Dans le détail, les institutions locales sont les seules à échapper à la défiance : les Français accordent largement leur crédit aux échelons politiques municipal, départemental et régional, qu'il s'agisse des institutions en tant que telles ou de leurs élus. À l'inverse, les institutions nationales et internationales inspirent majoritairement de la défiance. Près de deux tiers des Français éprouvent ainsi de la défiance tant envers le président de la République actuel qu'envers l'institution présidentielle. "Ce n'est pas toute la politique qui est condamnée : il y a une déconnexion entre la scène politique locale et la scène politique nationale", souligne Pascal Perrineau.
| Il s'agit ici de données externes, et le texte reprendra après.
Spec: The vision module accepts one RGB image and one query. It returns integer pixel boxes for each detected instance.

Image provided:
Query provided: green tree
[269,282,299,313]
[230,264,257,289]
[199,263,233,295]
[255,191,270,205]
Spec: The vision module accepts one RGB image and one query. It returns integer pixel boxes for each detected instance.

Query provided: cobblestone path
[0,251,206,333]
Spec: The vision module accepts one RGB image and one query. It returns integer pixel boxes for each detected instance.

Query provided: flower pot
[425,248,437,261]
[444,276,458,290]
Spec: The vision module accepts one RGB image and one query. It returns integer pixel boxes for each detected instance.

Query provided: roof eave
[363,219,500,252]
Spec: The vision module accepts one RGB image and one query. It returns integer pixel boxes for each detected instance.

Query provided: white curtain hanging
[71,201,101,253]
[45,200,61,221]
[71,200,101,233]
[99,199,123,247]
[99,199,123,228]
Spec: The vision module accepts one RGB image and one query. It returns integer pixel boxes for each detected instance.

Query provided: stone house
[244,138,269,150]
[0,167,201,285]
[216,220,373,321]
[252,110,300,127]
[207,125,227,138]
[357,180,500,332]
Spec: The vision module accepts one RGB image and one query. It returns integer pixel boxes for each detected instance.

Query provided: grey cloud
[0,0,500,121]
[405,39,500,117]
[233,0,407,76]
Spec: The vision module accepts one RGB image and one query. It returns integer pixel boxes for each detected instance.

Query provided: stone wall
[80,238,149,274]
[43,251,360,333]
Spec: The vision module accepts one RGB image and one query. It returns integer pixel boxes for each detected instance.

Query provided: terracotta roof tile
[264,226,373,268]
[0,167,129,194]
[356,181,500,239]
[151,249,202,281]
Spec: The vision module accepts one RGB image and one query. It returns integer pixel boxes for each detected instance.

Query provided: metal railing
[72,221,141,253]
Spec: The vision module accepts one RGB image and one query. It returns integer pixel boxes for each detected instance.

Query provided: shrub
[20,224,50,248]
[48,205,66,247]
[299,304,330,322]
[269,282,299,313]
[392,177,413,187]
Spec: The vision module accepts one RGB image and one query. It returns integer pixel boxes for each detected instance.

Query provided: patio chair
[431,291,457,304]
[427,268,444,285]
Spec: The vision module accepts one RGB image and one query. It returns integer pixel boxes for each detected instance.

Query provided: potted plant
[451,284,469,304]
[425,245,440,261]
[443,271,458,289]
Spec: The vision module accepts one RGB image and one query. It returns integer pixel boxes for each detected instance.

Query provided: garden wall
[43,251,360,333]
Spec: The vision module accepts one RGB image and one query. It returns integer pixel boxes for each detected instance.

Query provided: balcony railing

Il existe par ailleurs un décalage entre la défiance envers le gouvernement en tant qu'institution (68%) et celle envers le premier ministre actuel (58%). "Il y a un phénomène Fillon, qui conserve un capital de popularité intéressant malgré le contexte de crise", analyse le politologue.
Le baromètre a, en outre, mesuré l'image qu'inspire différentes organisations ou institutions. D'un côté, les Français ont confiance envers celles qui représentent l'État régalien et l'État providence : les hôpitaux (86% de confiance), l'école (83%), l'armée (75%), la police (71%), l'administration (63%), les grandes entreprises publiques et la justice (60%). De l'autre, ils n'ont pas confiance dans la plupart des structures de médiation traditionnelles : les partis politiques (76% de défiance), les médias (72%), les banques (63%), les grandes entreprises privées (55%) et les syndicats (52%). Seules s'en sortent les Églises (50% de confiance, 46% de défiance) et, surtout, les associations (71% de confiance).
Très riche, le baromètre déborde largement du cadre politique. "La crise n'a pas atteint le sentiment privé du bonheur", constate Pascal Perrineau face aux 91% de Français qui se disent "heureux". Mais, conséquences de la crise obligent, 55% des Français estiment qu'ils risquent de se retrouver au chômage dans les mois à venir. Enfin, 40% d'entre eux veulent "réformer en profondeur" le système capitaliste, et 51% le "réformer sur quelques points". Tandis que 55% demandent "que l'État contrôle et réglemente plus étroitement les entreprises", contre 41% qui veulent, au contraire, "que l'État leur fasse confiance et leur donne plus de liberté". Une question sur laquelle le clivage droite-gauche joue à plein.
Laurent de Boissieu
© La Croix, 12/01/2010
(1) Enquête réalisée du 9 au 19 décembre par TNS Sofres pour le Cevipof, l'Institut Pierre-Mendès-France et Edelman auprès d'un échantillon représentatif de 1 502 personnes inscrites sur les listes électorales
2 commentaires
Voici le tableau exact d'une collectivité minée par les clientélismes à tous les niveaux.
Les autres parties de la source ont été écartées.